Mariana possessed an ecstatic gift of prayer and is said to have been able to predict the future, see distant events as if they were passing before her, read the secrets of hearts, cure diseases by a mere sign of the Cross or by sprinkling the sufferer with holy water, and at least once restored a dead person to life. During the 1645 earthquakes and subsequent epidemics in Quito, she publicly offered herself as a victim for the city and died shortly thereafter. It is also reported that, on the day she died, her sanctity was revealed in a wonderful manner: Immediately after her death, a pure white lily sprang up from her blood, blossomed and bloomed, a prodigy which has given her the title of "The Lily of Quito". The Republic of Ecuador has declared her a national heroine.
Beatification
Monsignor Alfonso della Pegna initiated the first preliminary steps towards her beatification, and instituted the process of inquiring into and collecting evidence for the sanctity of her life, her virtues and her miracles. The Sacred Congregation of Rites, having discussed and approved of this process, decided in favor of the formal introduction of the cause, and Pope Benedict XIV signed the commission for introducing the cause on December 17, 1757. The Apostolic process concerning the virtues of the Venerable Mariana de Paredes was drawn up and examined in due form by the two Preparatory Congregations and by the General Congregation of Rites, and orders were given by Pope Pius VI for the publication of the decree attesting the heroic character of her virtues. The process concerning the two miracles wrought through the intercession of this servant of God was subsequently prepared and, at the request of the Very Reverend Jan Roothaan, Superior General of the Society of Jesus, was examined and accepted by the three congregations, and formally approved on January 11, 1817, by Pope Pius IX.

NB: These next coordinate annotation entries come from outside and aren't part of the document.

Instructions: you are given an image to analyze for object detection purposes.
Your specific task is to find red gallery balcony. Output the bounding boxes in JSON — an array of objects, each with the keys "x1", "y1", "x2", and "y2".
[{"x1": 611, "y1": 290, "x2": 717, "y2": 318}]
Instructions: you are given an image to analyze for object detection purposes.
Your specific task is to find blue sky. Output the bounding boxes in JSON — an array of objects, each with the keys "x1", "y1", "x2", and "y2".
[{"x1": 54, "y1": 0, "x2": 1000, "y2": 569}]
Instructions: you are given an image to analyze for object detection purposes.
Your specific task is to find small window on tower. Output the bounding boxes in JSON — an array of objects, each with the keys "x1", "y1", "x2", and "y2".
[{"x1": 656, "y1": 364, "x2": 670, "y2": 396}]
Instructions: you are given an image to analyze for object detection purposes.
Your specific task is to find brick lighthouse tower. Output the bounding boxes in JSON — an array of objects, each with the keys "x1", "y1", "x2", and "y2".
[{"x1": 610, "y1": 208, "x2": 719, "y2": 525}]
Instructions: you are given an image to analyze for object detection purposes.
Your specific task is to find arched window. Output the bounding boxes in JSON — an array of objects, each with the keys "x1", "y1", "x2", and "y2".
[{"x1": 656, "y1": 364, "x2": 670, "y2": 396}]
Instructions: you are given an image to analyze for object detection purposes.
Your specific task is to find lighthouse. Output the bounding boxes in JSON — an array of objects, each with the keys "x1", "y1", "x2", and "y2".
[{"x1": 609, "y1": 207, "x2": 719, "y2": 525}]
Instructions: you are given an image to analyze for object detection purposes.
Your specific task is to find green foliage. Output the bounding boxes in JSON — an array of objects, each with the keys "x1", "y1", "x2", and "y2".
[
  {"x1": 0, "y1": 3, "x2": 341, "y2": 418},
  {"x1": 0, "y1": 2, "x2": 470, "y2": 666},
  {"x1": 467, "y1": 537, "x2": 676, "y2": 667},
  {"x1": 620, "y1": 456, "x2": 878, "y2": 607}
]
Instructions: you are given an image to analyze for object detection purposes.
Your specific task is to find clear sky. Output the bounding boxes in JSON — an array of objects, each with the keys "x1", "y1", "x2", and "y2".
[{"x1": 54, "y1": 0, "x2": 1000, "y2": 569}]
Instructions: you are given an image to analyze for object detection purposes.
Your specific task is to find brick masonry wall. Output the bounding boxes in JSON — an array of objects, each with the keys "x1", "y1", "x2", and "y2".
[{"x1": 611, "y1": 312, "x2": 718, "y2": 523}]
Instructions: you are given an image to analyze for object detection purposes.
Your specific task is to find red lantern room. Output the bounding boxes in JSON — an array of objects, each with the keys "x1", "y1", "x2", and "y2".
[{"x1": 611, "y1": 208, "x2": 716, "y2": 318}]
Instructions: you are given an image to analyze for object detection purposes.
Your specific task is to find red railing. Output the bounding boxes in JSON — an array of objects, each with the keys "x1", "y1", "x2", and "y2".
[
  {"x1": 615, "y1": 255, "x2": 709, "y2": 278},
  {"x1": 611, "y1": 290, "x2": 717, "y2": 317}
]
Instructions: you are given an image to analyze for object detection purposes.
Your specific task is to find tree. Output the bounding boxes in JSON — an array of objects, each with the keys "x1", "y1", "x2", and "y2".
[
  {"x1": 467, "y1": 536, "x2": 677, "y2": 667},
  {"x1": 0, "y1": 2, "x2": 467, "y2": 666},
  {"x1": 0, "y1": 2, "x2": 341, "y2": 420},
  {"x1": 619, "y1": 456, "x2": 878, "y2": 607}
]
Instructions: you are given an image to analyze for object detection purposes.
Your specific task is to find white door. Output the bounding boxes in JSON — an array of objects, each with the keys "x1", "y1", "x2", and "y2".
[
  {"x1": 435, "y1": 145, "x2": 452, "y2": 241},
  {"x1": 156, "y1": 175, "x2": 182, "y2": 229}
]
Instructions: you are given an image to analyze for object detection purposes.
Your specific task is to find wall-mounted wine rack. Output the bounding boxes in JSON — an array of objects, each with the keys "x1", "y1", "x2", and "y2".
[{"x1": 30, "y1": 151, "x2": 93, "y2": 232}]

The General Congregation having decided in favor of proceeding to the beatification, Blessed Pius IX commanded the Brief of Beatification to be prepared. The Very Reverend Peter Jan Beckx, Superior General of the Society of Jesus, petitioned Cardinal Costantino Patrizi Naro to order the publication of the Brief, and his request was granted. The Brief was read and the solemn beatification took place in the Basilica of St Peter, Rome on November 10, 1853. Many miracles have been claimed to have been the reward of those who have invoked her intercession, especially in America, of which she seems pleased to show herself the especial patroness.